Prompt Engineering Frameworks and Their Educational Value in Higher Education
DOI:
https://doi.org/10.11113/itlj.v9.204Keywords:
Prompt engineering, Generative artificial intelligence, Prompt framework, Higher educationAbstract
Generative artificial intelligence (GenAI) is reshaping how students and educators access, construct, and evaluate knowledge. Central to this interaction is the prompt, which is the structured natural language input that steers large language models (LLMs). While prompt engineering is increasingly discussed in higher education, there is limited synthesis of how concrete prompt engineering frameworks and prompt patterns add educational value. This review analyses five key studies that offer explicit structures for prompting. These include a prompt pattern catalogue for LLM-based software development, a prompt pattern sequence for software architecture decision-making, an empirical study of student translators’ prompting behaviours, an automatic question generation system grounded in a teacher knowledge base, and an MCQ generation framework that integrates retrieval-augmented generation with chain-of-thought and self-refine prompting.

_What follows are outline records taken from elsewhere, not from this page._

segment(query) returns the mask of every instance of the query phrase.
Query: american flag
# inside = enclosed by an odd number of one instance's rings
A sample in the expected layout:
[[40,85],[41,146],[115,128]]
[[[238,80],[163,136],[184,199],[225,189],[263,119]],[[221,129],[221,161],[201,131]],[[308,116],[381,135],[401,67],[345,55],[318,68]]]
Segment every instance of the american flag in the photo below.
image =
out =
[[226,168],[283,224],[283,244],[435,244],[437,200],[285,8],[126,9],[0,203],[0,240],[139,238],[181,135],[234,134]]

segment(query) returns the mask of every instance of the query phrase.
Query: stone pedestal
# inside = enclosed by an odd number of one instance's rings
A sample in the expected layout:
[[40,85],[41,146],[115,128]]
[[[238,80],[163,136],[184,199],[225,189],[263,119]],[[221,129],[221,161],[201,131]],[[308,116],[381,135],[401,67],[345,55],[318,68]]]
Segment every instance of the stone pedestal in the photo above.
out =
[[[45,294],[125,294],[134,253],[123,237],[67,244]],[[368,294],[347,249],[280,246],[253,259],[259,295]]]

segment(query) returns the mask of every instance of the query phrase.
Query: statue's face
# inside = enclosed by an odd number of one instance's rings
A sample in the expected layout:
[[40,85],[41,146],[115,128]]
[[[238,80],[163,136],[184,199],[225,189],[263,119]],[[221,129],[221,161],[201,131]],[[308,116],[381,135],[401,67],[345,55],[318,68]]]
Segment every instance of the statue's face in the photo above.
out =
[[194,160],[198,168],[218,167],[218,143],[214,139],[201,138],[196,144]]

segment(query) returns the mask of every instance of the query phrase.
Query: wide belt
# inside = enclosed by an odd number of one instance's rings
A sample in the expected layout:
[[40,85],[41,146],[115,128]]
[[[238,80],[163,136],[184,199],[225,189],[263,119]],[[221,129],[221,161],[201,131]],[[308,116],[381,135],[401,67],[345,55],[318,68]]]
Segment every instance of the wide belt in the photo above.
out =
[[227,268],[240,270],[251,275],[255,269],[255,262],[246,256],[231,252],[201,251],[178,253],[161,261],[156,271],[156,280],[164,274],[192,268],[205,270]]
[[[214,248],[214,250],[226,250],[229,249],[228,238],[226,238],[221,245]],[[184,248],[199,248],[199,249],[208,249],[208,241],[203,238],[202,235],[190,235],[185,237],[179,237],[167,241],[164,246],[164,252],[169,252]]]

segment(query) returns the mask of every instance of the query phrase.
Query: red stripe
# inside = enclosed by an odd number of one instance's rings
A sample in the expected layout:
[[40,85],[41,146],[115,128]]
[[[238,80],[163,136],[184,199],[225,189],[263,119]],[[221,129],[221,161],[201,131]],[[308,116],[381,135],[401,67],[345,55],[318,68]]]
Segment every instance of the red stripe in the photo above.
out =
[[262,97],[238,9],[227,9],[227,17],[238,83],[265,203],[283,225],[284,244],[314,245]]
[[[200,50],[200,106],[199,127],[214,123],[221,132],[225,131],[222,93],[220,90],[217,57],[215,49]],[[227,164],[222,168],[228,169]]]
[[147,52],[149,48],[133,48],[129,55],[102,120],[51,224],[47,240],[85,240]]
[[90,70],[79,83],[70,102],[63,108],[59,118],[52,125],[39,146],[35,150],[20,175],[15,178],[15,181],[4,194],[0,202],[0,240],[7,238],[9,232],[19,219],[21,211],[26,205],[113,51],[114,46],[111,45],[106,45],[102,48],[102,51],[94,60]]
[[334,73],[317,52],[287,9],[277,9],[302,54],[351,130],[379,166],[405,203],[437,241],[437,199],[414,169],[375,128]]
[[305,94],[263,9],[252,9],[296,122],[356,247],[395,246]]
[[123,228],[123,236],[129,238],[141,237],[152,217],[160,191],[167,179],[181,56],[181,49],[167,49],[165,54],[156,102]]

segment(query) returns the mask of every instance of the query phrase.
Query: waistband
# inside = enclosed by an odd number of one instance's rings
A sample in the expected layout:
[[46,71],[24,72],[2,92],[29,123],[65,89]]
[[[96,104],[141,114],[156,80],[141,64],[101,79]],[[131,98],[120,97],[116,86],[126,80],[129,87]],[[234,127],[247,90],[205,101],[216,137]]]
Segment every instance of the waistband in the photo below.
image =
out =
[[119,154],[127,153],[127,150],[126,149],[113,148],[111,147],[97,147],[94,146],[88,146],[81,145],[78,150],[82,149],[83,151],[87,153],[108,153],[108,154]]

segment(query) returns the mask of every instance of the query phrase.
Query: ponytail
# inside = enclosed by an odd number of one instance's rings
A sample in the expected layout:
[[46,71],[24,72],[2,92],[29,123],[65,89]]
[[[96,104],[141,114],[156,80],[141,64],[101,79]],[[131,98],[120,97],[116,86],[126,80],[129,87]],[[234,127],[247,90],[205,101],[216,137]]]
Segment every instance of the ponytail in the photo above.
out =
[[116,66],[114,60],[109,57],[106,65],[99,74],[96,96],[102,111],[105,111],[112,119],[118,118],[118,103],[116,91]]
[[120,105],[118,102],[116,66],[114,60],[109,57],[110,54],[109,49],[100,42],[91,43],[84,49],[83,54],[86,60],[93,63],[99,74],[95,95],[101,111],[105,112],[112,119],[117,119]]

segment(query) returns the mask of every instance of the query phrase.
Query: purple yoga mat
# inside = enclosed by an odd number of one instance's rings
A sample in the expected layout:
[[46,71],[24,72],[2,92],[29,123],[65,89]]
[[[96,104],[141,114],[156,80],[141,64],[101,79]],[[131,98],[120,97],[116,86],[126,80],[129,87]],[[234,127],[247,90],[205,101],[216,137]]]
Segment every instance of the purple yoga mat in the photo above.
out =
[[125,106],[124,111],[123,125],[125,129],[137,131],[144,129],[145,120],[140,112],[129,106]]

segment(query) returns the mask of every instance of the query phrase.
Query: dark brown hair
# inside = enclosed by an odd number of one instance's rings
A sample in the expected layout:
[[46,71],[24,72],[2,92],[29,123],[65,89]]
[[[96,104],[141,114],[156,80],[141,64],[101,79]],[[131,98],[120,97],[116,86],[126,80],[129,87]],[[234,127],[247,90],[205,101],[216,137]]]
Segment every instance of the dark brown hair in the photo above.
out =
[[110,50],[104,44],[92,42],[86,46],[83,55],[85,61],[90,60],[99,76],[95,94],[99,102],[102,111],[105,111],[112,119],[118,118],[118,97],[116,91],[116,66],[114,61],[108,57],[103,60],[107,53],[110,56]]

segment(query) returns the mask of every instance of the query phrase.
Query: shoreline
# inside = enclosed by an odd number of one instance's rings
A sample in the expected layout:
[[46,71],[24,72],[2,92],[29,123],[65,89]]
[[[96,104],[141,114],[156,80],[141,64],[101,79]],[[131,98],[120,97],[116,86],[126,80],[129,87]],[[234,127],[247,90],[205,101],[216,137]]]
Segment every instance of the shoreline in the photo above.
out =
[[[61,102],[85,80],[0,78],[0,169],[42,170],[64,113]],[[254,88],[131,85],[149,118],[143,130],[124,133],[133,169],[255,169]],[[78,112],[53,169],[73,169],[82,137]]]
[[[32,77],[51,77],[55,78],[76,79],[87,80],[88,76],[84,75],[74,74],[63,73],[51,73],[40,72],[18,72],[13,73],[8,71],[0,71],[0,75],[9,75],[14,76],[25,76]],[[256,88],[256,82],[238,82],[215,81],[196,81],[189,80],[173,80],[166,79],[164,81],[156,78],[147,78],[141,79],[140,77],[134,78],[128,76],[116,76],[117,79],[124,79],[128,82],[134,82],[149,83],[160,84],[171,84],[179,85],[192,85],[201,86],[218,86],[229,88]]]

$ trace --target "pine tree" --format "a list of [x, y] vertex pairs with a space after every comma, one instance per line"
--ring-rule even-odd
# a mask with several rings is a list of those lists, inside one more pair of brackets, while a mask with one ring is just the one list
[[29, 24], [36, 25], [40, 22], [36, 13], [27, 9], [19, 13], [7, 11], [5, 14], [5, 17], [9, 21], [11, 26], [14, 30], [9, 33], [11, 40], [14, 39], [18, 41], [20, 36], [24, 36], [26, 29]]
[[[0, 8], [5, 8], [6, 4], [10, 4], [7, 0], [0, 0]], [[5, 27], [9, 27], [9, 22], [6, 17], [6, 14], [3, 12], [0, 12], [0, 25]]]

The paper is guided by a single research question that examines what forms of educational value these frameworks demonstrate or imply for teaching, assessment, and curriculum design. The integrative analysis shows that such frameworks scaffold the teaching of prompt design, support AI-assisted assessment while maintaining quality, and position prompt engineering as a transversal curriculum competence. At the same time, evidence of intuitive and uninformed student prompting underscores the need for explicit, structured instruction and further research on assessing prompt engineering skills.